Which solution will meet these requirements?
A. Launch an Amazon EC2 instance in the VPC. Use Traffic Mirroring by specifying the NAT gateway as the source and the EC2 instance as the destination. Analyze the captured traffic by using open-source tools to identify the AWS resources that are generating the suspicious traffic.
B. Use VPC flow logs. Launch a security information and event management (SIEM) solution in the VPC. Configure the SIEM solution to ingest the VPC flow logs. Run queries on the SIEM solution to identify the AWS resources that are generating the suspicious traffic.
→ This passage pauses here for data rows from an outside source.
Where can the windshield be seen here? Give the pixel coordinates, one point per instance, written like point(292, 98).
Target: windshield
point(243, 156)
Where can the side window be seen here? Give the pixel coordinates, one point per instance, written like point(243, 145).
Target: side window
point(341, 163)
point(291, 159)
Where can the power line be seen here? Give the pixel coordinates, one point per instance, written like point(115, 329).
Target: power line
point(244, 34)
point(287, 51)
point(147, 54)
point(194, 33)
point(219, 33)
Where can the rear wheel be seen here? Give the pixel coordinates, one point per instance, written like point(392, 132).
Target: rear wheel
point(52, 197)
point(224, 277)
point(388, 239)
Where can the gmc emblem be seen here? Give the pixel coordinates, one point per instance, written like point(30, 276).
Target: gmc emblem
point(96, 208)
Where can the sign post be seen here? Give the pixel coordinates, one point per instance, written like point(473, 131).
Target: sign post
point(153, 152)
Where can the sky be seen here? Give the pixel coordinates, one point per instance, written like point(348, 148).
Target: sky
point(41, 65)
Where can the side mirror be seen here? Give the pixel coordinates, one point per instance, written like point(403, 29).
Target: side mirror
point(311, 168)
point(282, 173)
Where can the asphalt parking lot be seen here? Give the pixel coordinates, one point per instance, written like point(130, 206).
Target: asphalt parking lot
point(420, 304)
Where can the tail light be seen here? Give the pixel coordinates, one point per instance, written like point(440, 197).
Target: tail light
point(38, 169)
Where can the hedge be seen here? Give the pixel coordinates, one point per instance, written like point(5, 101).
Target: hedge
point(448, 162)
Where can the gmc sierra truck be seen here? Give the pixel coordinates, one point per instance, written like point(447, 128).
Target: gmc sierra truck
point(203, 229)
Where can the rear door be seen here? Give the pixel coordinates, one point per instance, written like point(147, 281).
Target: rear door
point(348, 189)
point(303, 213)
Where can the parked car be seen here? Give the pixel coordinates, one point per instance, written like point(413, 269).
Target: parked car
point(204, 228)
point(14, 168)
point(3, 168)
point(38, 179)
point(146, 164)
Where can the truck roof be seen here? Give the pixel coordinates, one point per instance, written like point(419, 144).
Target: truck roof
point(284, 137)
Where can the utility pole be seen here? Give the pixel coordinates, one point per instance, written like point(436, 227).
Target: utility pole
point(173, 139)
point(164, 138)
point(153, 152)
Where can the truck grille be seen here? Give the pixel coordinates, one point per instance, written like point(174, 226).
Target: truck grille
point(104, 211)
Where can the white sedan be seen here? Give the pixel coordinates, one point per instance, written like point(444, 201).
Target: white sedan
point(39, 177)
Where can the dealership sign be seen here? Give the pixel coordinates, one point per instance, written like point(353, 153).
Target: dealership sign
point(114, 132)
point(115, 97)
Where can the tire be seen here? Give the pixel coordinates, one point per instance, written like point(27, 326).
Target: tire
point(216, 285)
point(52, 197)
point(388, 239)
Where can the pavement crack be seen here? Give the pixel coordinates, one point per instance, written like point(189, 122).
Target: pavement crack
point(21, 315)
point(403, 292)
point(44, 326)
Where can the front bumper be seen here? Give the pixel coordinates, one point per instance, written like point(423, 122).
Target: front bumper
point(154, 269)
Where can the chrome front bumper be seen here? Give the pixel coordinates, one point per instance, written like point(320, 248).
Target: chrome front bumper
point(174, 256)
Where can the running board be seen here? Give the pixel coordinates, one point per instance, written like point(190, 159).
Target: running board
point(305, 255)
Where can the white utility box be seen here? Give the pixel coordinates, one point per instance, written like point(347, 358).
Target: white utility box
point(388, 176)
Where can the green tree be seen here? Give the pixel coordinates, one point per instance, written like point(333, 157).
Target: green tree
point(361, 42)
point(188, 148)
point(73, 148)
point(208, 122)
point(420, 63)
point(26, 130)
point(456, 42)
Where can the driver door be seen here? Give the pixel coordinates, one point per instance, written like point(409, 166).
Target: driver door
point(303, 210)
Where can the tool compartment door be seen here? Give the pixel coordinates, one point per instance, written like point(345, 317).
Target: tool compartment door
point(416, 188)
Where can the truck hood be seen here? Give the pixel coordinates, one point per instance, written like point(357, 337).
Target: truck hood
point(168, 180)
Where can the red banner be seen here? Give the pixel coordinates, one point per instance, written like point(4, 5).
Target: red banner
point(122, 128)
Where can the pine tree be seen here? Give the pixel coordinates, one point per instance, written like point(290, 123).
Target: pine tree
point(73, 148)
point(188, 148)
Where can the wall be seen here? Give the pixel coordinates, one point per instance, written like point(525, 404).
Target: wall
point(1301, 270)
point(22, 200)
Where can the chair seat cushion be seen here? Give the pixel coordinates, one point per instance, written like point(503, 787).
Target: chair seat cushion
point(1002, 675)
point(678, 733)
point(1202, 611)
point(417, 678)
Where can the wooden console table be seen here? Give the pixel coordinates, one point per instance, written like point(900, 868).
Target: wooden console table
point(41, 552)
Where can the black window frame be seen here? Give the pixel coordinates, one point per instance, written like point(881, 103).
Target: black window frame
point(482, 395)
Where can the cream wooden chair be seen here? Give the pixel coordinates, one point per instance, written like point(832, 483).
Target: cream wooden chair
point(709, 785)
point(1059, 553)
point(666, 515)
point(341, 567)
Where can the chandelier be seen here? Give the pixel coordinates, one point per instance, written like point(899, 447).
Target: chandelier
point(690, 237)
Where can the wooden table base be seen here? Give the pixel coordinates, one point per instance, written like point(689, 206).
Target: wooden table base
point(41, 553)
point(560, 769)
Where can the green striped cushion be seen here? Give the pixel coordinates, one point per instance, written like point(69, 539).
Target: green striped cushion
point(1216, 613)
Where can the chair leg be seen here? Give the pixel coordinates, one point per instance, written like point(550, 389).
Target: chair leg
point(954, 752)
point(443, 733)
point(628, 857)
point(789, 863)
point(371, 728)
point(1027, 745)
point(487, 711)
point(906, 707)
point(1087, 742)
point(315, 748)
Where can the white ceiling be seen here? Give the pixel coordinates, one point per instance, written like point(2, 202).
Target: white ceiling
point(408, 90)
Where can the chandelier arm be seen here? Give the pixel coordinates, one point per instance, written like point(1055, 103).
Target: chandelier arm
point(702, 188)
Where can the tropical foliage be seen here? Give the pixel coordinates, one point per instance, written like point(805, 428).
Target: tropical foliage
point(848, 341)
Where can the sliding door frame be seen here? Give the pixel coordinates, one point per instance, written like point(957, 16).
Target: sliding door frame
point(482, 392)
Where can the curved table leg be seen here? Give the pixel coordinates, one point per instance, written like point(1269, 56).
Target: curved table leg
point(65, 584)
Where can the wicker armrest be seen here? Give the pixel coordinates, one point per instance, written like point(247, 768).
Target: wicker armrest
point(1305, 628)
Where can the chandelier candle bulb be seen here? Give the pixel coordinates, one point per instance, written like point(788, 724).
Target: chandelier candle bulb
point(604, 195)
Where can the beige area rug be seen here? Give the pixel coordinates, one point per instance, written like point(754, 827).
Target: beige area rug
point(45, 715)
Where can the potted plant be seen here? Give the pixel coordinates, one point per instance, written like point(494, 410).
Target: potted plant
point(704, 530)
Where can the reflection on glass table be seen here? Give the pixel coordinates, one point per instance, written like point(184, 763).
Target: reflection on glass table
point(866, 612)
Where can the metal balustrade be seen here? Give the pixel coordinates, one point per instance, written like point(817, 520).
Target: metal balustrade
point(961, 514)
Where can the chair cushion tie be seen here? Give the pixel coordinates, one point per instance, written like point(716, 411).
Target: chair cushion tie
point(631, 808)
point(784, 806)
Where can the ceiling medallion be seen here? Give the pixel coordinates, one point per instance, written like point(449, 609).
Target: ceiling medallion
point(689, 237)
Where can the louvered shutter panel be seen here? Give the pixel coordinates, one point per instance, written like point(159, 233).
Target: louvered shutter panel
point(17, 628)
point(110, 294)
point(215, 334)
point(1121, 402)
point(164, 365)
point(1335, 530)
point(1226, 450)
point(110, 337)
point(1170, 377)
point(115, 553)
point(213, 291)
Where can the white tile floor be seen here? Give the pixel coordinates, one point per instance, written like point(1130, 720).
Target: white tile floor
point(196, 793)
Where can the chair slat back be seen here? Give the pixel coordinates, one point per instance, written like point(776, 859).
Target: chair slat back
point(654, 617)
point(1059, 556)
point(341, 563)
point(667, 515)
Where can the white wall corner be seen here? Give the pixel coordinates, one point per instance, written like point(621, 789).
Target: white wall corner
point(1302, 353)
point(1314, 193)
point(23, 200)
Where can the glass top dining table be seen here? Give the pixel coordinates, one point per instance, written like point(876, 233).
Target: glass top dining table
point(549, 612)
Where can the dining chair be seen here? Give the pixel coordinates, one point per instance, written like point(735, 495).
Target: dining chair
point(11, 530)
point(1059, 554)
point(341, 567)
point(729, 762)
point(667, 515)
C. Use VPC flow logs. Publish the flow logs to a log group in Amazon CloudWatch Logs. Use CloudWatch Logs Insights to query the flow logs to identify the AWS resources that are generating the suspicious traffic.
D. Configure the VPC to stream the network traffic directly to an Amazon Kinesis data stream. Send the data from the Kinesis data stream to an Amazon Kinesis Data Firehose delivery stream to store the data in Amazon S3. Use Amazon Athena to query the data to identify the AWS resources that are generating the suspicious traffic.
Correct Answer
C. Use VPC flow logs. Publish the flow logs to a log group in Amazon CloudWatch Logs. Use CloudWatch Logs Insights to query the flow logs to identify the AWS resources that are generating the suspicious traffic.